When the Muslims of Albania saved Jews from the Nazis

The scars of Nazi brutality are deep rooted in the conscious of many European nations but Albania’s positive contributions are remarkable if unknown.

A nation of under a million citizens managed to save almost all of its 200 native Jews whilst absorbing 400 from Germany and Austria. After the war, almost 2,000 Jews made Albania their new home.

Michael Berenbaum, a former project director of the United States Holocaust Museum, told the New York Times: “Albania was one of the only European countries that had more Jews at the end of the war than at the beginning of the war.”

So why did Albania resist the Final Solution when others capitulated? A mixture of faith and culture inspired ordinary Albanians to take great personal risk by passing off Jews as family members.

Between 1938 and 1945, the religious make-up of Albania was overwhelmingly Muslim (70 per cent), the other main religious groups were Orthodox or Catholic. Interfaith relations transcended cultural and political norms.
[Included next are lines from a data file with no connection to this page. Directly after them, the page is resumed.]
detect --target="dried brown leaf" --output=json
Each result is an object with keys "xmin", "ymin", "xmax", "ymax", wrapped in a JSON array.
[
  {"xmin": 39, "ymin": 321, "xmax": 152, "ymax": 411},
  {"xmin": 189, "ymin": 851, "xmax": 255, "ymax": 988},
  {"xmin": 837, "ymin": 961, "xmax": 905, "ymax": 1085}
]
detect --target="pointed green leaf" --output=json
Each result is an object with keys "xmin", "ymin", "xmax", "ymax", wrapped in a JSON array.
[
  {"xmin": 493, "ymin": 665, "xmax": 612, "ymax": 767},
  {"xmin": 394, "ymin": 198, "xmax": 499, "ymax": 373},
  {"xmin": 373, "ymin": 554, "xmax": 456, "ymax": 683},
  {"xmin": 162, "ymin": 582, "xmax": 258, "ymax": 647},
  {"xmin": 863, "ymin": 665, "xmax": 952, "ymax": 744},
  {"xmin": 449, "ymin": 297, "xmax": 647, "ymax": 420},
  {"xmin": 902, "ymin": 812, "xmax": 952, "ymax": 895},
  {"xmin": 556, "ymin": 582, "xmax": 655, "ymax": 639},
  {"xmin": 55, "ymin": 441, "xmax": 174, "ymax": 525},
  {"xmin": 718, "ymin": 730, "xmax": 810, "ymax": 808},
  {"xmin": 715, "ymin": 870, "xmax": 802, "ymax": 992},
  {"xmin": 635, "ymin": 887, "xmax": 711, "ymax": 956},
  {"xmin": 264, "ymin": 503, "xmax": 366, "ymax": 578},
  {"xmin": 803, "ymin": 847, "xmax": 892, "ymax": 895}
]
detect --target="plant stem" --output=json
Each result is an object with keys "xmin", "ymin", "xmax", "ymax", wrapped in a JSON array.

A tenet of Islam, which promotes the idea that saving a life is a sacred act, fused with the cultural norm of “besa” encouraged Albanians to offer sanctuary and safe passage to anyone in need of protection. For in Albania, a promise is worth more than simple platitudes. Failure to meet the promise of protection invites shame and a loss of honour.

Italy, then Germany took turns during the war to occupy Albania, and impose restrictions among the Jewish population. In 1943, the Nazis requested a list of all Jews living in the country, but the Albanian government refused, in an effort to secure their safety.

One remarkable example of individual Albanian resistance happened in the city of Vlora. The Nazis drew up a list of Jews in the city and planned mass arrests. But many ordinary Albanians left their homes with a song in their voice and the rhythm of dance in their feet in symbolic defiance. A defiance that convinced the German army to leave the city of Vlora without a single arrest made.

The story of Albanian resistance is all the more remarkable as the Final Solution claimed the lives of 90 per cent of Poland’s 3.3m Jews, 88 per cent of Germany’s 840,000 Jews and around 80 per cent of the Netherland’s 140,000 Jews.

Yad Vashem, Israel’s official Holocaust museum, counts 69 Albanians among its Righteous Among Nations (a number that only reflects the known cases not the actual number of rescuers). It took the collapse of Albania’s repressive Communist government for others to learn of this war-time heroism.

In 2013, a joint project between Faith Matters and the Board of Deputies of British Jews, highlighted the role Muslims played in saving the lives of Jews during the Second World War.

At a time when relations between Jews and Muslims in the UK feel fractured, finding commonality in the stories of heroism in times of war, will help bridge the divide between faiths at a time of rising counter narratives.